2 4 An image data recording apparatus for recording three-dimensional image data in a predetermined recording area

The image data recording apparatus, wherein the recording area has a subcode area for recording accompanying information and records the version information in the subcode area.

2 5. The version information is used to determine one or more parameters for controlling processing of a three-dimensional image, and the parameters are changed. 24. The image data recording device as described in item 4.

6 6. Using the purge-on information, one or more parameters for controlling processing of a three-dimensional image are determined, and the parameters are added. 2 Image data recording described in Section 4

27. An image data recording apparatus characterized in that one or more parameters for controlling processing of a three-dimensional image are recorded in the recording area a plurality of times.

2 8. Image data generator capable of generating 3D image data And

An image data generation apparatus comprising: image data generation means for generating three-dimensional image data including the control information, the profile information, and three-dimensional processable image data.

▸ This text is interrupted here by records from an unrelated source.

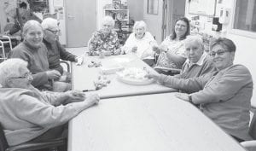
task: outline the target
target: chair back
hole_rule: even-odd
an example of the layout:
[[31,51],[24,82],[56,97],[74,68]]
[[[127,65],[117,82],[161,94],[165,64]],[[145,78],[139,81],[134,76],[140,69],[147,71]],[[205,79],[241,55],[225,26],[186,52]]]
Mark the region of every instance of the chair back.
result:
[[253,116],[251,120],[249,134],[253,140],[256,140],[256,110],[253,112]]
[[5,151],[8,148],[9,145],[5,138],[2,125],[0,124],[0,151]]

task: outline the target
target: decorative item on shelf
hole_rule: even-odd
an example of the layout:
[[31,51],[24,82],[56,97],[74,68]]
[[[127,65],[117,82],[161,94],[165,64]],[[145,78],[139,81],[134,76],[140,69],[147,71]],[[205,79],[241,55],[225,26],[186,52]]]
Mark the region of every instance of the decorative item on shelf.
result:
[[104,7],[103,7],[104,9],[113,9],[113,5],[112,4],[106,4]]
[[121,0],[113,0],[113,7],[115,9],[121,9]]

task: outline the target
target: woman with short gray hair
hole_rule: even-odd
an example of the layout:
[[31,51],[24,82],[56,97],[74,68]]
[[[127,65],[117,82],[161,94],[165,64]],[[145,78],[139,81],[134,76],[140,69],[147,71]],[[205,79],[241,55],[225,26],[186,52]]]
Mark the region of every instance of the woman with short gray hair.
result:
[[121,54],[118,34],[113,29],[114,20],[111,16],[102,19],[99,31],[95,32],[88,42],[89,55],[117,55]]
[[97,95],[70,90],[40,92],[31,82],[27,62],[19,58],[0,64],[0,123],[8,144],[44,142],[65,135],[65,125],[99,102]]
[[149,66],[154,63],[154,52],[152,46],[157,43],[149,32],[147,32],[147,25],[143,20],[136,21],[131,33],[122,47],[126,54],[135,54]]

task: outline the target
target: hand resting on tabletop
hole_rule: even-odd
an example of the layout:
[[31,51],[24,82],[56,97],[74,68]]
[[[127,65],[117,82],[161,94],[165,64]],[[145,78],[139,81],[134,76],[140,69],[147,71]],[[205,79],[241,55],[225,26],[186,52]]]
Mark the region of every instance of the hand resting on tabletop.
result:
[[48,79],[58,79],[61,78],[61,74],[56,70],[49,70],[46,72]]
[[175,93],[174,96],[183,101],[189,102],[189,94],[187,93]]
[[76,58],[76,65],[77,66],[80,66],[83,64],[84,61],[84,57],[83,56],[79,56]]
[[148,73],[145,76],[148,78],[154,78],[154,80],[158,81],[160,78],[160,73],[150,73],[148,72]]
[[137,52],[137,46],[134,46],[134,47],[132,47],[132,49],[131,49],[131,52],[133,52],[133,53],[136,53],[136,52]]

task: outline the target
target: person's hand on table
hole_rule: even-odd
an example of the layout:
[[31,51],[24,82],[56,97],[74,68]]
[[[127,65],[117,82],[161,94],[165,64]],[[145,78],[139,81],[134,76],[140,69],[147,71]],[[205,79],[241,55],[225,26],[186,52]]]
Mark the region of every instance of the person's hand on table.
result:
[[76,65],[77,66],[82,65],[83,61],[84,61],[84,57],[83,56],[76,57]]
[[5,31],[5,32],[3,32],[3,35],[9,35],[9,30]]
[[160,45],[159,49],[160,49],[160,53],[166,52],[168,50],[168,46],[166,44],[161,44]]
[[105,56],[110,56],[111,51],[102,50]]
[[160,78],[160,73],[148,73],[145,77],[148,78],[154,78],[154,80],[158,81]]
[[114,55],[120,55],[120,54],[122,54],[122,49],[117,49],[113,51]]
[[175,93],[174,96],[183,101],[189,102],[189,95],[187,93]]
[[58,79],[61,78],[61,74],[56,70],[49,70],[46,72],[48,79]]
[[96,94],[91,94],[87,96],[85,102],[88,102],[89,106],[92,106],[94,104],[98,104],[100,102],[100,96]]
[[75,102],[83,102],[85,99],[85,94],[79,90],[68,90],[64,92],[64,95],[67,97],[66,99],[66,104]]
[[131,49],[131,52],[133,52],[133,53],[136,53],[136,52],[137,52],[137,46],[134,46],[134,47],[132,47],[132,49]]
[[156,54],[160,54],[160,48],[159,48],[159,46],[157,46],[157,45],[152,46],[152,49],[153,49],[153,51],[154,51]]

The image data generation means further generates three-dimensional image identification information indicating that the image data is a three-dimensional image.

28. The image data generation device according to item 8.

An image data reproducing apparatus for reproducing a three-dimensional image using three-dimensional image data

The apparatus comprises: three-dimensional image data input means for inputting the three-dimensional image data; and control information analysis means for analyzing control information included in the three-dimensional image data to obtain control parameters necessary for reproducing the three-dimensional image. The image data reproducing apparatus, wherein the three-dimensional image data includes profile information that defines setting of the control parameter.

3 1. An image data reproducing apparatus for reproducing a three-dimensional image from three-dimensional image data

The three-dimensional image data input means for inputting the three-dimensional image data; and the parameter generation means for obtaining control parameters necessary for reproducing the three-dimensional image according to the profile information contained in the three-dimensional image data. An image data reproducing apparatus comprising:

3 2. The apparatus further comprises reproduction possibility determination means for determining whether the three-dimensional image data can be appropriately reproduced according to the profile information, and the three-dimensional image is determined by the reproduction possibility determination means. Determined to be reproducible The image data reproducing apparatus according to any one of claims 30 or 31, wherein said three-dimensional image data is reproduced in accordance with said control parameter, when being processed.

3 3. An image data generation method for generating three-dimensional image data, wherein at least determining a parameter from profile information defining setting of a parameter related to processing of the three-dimensional image;

A method of generating three-dimensional image data including the control information, the profile information, and three-dimensionally processable image data.

3. An image data reproducing method for reproducing a three-dimensional image using three-dimensional image data

A step of inputting the three-dimensional image data;

Determining whether the three-dimensional image data can be appropriately reproduced according to profile information included in the three-dimensional image data; and when it is determined that the three-dimensional image data is reproducible. And reproducing the three-dimensional image data according to the parameter.

3 5 An image data reproduction method for reproducing a 3D image from 3D image data

A step of inputting the three-dimensional image data;

Generating control parameters necessary for reproducing a three-dimensional image in accordance with profile information included in the three-dimensional image data;

The reproduction permission determination means determines that the three-dimensional image can be reproduced. And reproducing the three-dimensional image data according to the control parameter.